Article 19 (Damages)
If either party suffers damage caused by the other party, the Applicant or Startbahn may claim compensation for ordinary damages (not including special damages and lost profits) up to the total amount of the price actually paid for the order of the Products for such damage (or five hundred thousand (500,000) yen if no price is paid).
Article 20 (Survival)
The provisions of Article 17 (Confidentiality) and Article 26 (Jurisdiction) shall survive if this Agreement is terminated for any reason, including expiration or termination.
Article 21 (Elimination of Anti-Social Forces)
- Each party covenants to the other party as follows:
(1) The Applicant itself is not a member of a crime syndicate, a corporation related to a crime syndicate, a general meeting of shareholders, a person equivalent, or a member thereof (collectively, "Anti-Social Forces");
(2) Neither of the party's own officers (directors, auditors, executive officers, or other persons equivalent) are members of or associated with Anti-Social Forces.
(3) Neither party allows Anti-Social Forces to use its name to enter into this Agreement.
(4) During the term of this Agreement, both parties agree not to commit any of the following acts with respect to this Agreement, either by itself or using a third party:
(a) using threatening demands or violence against the other party; or
(b) disturbing the other party's business or damaging its credibility by fraudulent means or illegal force.

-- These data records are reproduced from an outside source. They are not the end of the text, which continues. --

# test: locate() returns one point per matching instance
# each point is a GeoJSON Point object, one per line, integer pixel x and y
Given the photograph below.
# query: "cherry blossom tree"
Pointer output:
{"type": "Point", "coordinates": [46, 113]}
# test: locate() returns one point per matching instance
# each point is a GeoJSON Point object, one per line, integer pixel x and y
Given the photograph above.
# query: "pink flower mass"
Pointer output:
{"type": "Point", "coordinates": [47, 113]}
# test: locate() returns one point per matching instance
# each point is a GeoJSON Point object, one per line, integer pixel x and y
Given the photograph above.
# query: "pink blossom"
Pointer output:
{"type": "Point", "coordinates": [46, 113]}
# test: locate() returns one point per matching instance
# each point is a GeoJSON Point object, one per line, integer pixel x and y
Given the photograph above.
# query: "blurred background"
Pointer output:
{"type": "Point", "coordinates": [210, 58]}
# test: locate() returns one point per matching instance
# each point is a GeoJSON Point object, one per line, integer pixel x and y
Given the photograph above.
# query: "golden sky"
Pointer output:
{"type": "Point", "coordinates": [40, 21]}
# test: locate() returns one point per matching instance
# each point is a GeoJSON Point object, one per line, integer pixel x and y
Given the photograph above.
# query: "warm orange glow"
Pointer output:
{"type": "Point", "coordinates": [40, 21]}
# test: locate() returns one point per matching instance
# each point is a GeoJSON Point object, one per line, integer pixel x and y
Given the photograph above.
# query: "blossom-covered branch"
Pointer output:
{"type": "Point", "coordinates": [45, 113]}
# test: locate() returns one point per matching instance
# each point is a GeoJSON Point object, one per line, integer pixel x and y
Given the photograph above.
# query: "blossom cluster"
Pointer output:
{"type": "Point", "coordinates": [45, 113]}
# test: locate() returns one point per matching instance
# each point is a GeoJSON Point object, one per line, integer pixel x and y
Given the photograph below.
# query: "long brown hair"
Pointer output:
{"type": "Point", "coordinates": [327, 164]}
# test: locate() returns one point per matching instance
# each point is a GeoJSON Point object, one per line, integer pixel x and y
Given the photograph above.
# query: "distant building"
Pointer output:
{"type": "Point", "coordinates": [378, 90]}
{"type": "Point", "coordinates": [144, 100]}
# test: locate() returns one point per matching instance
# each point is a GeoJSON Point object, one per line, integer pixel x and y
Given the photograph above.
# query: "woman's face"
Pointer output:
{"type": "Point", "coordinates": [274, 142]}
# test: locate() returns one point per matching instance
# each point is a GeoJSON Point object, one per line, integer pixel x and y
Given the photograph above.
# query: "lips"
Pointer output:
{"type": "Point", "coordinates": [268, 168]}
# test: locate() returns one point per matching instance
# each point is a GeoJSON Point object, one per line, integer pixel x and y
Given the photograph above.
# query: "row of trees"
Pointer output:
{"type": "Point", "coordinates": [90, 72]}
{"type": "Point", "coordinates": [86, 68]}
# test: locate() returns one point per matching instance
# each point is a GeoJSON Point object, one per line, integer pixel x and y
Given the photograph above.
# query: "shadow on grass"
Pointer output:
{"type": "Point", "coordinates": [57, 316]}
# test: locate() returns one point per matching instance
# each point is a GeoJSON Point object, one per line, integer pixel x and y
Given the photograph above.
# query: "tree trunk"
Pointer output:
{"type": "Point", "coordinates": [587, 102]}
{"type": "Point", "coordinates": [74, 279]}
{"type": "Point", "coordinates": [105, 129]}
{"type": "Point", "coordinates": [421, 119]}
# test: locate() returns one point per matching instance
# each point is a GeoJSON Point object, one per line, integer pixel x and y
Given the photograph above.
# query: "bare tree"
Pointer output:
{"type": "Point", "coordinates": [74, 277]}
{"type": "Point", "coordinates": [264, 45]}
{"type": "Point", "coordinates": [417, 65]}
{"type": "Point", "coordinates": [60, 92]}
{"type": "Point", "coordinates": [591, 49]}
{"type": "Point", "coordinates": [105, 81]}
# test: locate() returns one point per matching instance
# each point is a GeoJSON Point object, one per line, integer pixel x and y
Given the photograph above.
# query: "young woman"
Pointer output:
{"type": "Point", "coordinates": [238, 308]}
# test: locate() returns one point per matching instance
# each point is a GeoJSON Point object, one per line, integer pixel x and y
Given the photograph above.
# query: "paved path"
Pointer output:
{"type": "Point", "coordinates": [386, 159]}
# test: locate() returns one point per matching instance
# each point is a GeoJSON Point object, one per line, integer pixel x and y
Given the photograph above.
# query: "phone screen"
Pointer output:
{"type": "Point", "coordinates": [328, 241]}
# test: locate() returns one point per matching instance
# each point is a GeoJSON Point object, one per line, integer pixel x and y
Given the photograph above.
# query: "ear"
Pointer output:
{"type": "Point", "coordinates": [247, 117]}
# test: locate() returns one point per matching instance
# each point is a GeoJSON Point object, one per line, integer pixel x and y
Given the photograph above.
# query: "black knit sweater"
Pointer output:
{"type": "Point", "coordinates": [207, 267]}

- If either party falls under any of the items under the preceding paragraph, the other party may immediately terminate this Agreement without any notice and demand.
- If this Agreement is terminated under the preceding paragraph, the terminated party shall make no claim against the other party for any damages arising from the termination.
Article 22 (No Assignment)
The parties shall not assign, pledge as collateral, or otherwise transfer to a third party all or part of the rights and obligations arising under this Agreement unless otherwise provided in this Agreement or the Terms. However, this shall not apply if the prior written consent of the other party is obtained.
Article 23 (Severability)
If any part of this Agreement is held invalid by a court or other tribunal of competent jurisdiction, the validity of the remaining provisions shall not be affected.
Article 24 (Consultations)
The parties shall endeavor to consult in good faith to amicably settle any matters not provided for or any doubts about performances under this Agreement.
Article 25 (Governing Law)
- This Agreement shall be governed by and construed in accordance with the laws of Japan.
- The provisions of the United Nations Convention on Contracts for the International Sale of Goods shall not apply to this Agreement.
Article 26 (Jurisdiction)
If there is any dispute arising out of or in relation to this Agreement, the Tokyo District Court shall have exclusive jurisdiction of first instance.